En 2024, le Togo a enregistré la création de 14 919 nouvelles entreprises, marquant une légère baisse par rapport aux 15 654 dénombrées en 2023. Cette diminution correspond à une baisse de 13 %, et traduit une augmentation de 4,6 % par rapport à 2022, où 13 835 entreprises avaient été créées. 

Dans le détail, les entreprises formalisées par des Togolais représentent la majorité des nouvelles créations avec 12 371 structures en 2024, contre 13 032 en 2023, démontrant une baisse de 4 %. La part des entreprises portées par des étrangers a également légèrement diminué, passant de 2622 en 2023 à 2548 en 2024, soit une baisse de 2 %.
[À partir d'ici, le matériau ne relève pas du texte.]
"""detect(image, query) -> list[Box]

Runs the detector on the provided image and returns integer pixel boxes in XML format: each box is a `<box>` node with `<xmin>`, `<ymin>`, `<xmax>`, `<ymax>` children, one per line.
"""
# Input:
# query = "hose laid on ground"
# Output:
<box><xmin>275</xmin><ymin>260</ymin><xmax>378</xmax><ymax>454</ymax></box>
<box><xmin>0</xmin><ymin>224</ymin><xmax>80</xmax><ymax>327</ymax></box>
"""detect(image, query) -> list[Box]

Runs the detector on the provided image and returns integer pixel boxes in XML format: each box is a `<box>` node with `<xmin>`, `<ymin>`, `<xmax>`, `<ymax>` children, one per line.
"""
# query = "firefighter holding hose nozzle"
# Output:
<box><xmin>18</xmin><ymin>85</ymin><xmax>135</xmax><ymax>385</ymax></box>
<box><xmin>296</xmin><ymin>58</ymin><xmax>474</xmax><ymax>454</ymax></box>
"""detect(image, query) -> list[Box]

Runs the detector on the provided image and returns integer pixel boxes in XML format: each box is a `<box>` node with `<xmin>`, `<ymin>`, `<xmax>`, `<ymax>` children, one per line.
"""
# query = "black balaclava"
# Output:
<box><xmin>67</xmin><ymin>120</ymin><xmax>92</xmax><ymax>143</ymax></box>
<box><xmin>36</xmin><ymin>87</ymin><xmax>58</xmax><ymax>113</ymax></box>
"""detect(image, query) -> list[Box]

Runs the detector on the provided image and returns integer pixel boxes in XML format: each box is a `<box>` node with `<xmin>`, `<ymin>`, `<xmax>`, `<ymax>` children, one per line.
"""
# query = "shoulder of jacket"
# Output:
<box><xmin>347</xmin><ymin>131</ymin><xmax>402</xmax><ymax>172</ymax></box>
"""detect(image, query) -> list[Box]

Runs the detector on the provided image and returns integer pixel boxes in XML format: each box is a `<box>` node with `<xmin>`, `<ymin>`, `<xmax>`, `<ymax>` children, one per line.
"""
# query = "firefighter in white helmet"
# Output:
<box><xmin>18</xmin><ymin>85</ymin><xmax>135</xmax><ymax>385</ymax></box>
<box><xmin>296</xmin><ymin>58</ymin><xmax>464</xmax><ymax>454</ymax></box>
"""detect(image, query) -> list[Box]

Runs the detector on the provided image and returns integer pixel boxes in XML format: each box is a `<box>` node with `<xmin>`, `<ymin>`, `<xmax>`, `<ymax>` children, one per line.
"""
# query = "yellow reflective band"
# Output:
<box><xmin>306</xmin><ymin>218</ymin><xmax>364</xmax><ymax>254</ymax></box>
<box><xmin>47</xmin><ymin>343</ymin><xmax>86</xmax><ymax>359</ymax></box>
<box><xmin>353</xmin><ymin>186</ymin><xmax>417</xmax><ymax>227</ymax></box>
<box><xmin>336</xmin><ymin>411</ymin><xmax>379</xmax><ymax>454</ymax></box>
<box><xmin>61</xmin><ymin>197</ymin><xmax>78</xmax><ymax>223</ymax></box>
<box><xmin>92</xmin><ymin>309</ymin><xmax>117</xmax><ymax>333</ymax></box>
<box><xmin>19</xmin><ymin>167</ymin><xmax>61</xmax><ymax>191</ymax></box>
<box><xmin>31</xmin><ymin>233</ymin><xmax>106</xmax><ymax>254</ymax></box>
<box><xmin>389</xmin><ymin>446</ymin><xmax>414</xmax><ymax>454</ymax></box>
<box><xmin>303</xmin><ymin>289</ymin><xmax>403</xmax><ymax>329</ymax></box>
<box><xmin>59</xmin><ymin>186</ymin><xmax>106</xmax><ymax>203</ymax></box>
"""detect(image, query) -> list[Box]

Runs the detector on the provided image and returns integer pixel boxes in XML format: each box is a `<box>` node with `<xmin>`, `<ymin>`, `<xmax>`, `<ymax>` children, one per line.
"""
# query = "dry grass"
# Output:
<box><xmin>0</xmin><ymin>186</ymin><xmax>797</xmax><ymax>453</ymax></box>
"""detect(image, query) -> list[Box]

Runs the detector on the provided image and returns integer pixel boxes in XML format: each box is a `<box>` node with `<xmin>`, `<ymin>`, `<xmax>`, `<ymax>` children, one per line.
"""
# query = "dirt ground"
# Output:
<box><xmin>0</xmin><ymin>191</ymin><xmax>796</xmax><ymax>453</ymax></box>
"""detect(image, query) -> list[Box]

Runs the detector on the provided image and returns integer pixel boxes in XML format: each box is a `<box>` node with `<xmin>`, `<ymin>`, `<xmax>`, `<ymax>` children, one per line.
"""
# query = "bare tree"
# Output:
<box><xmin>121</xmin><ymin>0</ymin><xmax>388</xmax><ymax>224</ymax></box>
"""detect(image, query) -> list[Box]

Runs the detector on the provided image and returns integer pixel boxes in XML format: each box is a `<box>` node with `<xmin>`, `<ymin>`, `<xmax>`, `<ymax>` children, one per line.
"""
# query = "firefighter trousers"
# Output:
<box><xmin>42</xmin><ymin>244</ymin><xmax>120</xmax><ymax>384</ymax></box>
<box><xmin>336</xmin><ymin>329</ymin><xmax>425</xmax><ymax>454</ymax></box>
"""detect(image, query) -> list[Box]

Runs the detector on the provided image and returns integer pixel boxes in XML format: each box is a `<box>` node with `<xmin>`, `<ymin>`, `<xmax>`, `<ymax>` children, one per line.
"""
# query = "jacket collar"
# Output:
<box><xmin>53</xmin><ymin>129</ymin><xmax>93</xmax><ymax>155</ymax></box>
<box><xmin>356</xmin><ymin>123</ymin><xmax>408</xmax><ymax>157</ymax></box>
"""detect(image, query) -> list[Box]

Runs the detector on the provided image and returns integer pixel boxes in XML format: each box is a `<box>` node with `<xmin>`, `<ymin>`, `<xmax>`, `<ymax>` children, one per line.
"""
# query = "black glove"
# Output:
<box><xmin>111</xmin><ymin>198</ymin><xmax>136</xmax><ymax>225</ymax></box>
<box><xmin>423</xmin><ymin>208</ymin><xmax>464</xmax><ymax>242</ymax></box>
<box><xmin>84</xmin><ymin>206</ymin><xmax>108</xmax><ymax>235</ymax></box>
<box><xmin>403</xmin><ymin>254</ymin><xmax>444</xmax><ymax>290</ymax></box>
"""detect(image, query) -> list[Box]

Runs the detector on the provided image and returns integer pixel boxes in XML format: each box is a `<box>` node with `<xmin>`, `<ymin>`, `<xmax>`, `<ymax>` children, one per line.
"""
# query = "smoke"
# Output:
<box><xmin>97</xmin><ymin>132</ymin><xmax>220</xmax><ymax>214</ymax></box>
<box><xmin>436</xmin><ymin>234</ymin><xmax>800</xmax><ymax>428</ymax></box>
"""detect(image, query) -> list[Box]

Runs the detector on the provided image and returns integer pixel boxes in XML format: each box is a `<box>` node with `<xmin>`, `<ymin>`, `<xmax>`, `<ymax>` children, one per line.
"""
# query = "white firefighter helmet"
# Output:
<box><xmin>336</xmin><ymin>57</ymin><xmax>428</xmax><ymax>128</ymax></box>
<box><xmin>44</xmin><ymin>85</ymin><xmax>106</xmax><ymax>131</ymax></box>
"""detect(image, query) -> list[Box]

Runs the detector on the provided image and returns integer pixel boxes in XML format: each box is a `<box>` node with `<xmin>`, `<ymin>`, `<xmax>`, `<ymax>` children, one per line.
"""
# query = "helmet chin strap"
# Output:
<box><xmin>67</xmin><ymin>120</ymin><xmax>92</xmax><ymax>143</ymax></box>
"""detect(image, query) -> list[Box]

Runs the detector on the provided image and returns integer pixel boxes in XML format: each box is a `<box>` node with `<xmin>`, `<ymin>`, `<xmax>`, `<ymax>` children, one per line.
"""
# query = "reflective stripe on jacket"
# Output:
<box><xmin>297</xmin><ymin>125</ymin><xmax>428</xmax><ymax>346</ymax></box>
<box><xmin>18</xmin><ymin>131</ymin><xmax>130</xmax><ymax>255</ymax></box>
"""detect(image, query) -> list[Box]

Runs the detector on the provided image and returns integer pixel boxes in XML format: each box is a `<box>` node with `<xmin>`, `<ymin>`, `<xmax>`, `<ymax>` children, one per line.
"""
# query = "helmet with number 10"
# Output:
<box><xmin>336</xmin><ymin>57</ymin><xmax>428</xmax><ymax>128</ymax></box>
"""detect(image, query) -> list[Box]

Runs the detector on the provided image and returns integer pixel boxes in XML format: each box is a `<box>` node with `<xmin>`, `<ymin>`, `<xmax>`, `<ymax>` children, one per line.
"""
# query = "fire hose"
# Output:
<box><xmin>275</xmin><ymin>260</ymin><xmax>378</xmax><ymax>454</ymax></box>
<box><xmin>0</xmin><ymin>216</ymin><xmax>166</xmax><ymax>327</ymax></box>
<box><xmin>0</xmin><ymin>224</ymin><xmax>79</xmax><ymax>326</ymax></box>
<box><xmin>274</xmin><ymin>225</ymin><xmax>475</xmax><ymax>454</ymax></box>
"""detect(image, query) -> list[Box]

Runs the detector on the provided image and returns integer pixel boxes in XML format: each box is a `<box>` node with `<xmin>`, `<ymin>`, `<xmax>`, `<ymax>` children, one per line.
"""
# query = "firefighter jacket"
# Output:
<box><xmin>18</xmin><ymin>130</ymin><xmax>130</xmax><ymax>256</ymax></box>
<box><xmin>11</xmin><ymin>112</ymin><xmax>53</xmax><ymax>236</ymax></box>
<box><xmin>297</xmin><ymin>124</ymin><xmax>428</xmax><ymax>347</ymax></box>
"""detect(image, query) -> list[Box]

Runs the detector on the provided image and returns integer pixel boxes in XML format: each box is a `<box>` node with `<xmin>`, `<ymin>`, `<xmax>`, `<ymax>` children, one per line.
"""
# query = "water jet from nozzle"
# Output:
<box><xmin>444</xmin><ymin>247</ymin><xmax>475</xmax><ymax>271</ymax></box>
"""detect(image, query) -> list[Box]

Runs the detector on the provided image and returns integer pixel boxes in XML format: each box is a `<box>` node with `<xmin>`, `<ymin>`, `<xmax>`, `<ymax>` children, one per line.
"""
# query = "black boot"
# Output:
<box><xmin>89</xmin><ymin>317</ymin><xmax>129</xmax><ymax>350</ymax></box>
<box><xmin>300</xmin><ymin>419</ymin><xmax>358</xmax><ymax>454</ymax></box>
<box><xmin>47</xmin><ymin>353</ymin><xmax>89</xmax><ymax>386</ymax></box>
Le point positif du bilan concerne l’augmentation du nombre d’entreprises lancées par des femmes. En 2024, ce chiffre a atteint 4 450, contre 4 297 en 2023, reflétant une progression de 3,5 %. Les femmes représentent ainsi 30 % des nouvelles structures créées au cours de l'année. En revanche, le nombre d’entreprises lancées par des hommes a baissé de 7,8 %, s’établissant à 10 469 contre 11 357 en 2023.

Cette tendance baissière survient malgré les efforts continus des autorités togolaises pour améliorer le climat des affaires. Parmi les mesures phares figurent la réduction des délais et des coûts de création d’entreprises, la digitalisation des procédures de formalisation et d'autres réformes destinées à stimuler l’entrepreneuriat.